Dear Hollow: Instrumental black metal sounds contradictory, and my experience demands caution (10:13). If bands can somehow conjure the unholy atmosphere without the use of vocals, more power to ’em, and that’s what German post-black/atmoblack one-man act Grabesfurcht attempts to do. Movements are driven by stunning melodies, heart-wrenching plucking, and emotive chord progressions, while moments of fury are guided by rock-solid drumming and ploddingly powerful riffs. Tracks like “Gedankenflut,” the title track, and “Agrypnie” are clear highlights in this solid craftsmanship, while “3 am” is a jarringly stitched-together affair. One also finds that Grabesfurcht sounds almost identical to Harakiri for the Sky sans vocals and sporting a limp production and empty percussion. At forty-four minutes with very few variation in emotional songwriting, Wackkoma is a hollow listen that exudes the promise of a post-black stallion with the grace of a newborn foal. 2.5/5.0

Doom_et_Al: In many ways, atmoblack is a bit like stoner doom: it’s fairly easy music to make, and it’s fairly easy to make of reasonable quality. The tough part is making stuff that really stands out. Wachkoma, the debut album from German one-man atmoblack project, Grabesfurcht, is notable in that it is completely instrumental. This puts more pressure on the music and compositions. The good news is that they do hold up … but barely. When Grabesfurcht clicks, as on the title track, and “Gedankenflut,” it’s high-quality stuff, achieving a soaring drama that really resonates. Unfortunately, the mix is extremely bland, which flattens out all the peaks and troughs that music like this thrives on. The production’s unevenness extends to weird shifts in volume; nothing ruins meditative music more than having to constantly fiddle with the volume dial.
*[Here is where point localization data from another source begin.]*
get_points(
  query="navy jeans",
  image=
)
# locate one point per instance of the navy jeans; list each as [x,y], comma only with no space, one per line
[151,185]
It is also top-heavy, with a first half notably stronger than the second, resulting in a disappointing drop in quality as the album progresses. Overall, Wachkoma a mixed bag, but there’s more than enough potential here to keep me interested in what comes next … once that production is sorted. 2.5/5.0

Twelve: I’m not sure why, but I didn’t have high expectations when I joined Team Atmoblack, about a full week after everyone else did, after I noticed they were down a member and had nothing better to do that day. Maybe I was feeling grumpy on reception? Maybe writing for this site has made me pessimistic. Either way, I’m happy to say that my irrational feelings were pretty much trounced on my first full spin of Wachkoma. Early in, “Gedankenflut” had me a bit nervous, admittedly — a couple of awkward transitions and an inexplicably-loud snare drum (plus quiet everything-else drums) overpowered my impression of the song. But follower “Lebensreflexion” shattered expectations with its immediate, adventurous, excitable gallop. From here on, Grabesfurcht reliably impress with their two-guitars-and-a-dream approach to atmoblack, duelling riffs and tremolos confidently and with genuine spirit. I did not expect emotional resonance form this one, but what can I say, the “3 am”s and “Tagtraum”s are awesome. And while those transitions and the strange-at-times mix don’t ever go away, I still enjoyed full spins of Wachkoma for its spirit, songwriting, and general suitability for conquering enemy forces. 3.0/5.0

Show 1 footnote

  1. This may, or may not, actually be a line from Doom_et_Al but he made the mistake of saying it to me by the water cooler and, in my defence, I informed him I’d be stealing it, and, moreover, as I would be editing the post, there was fuck all he could do about it.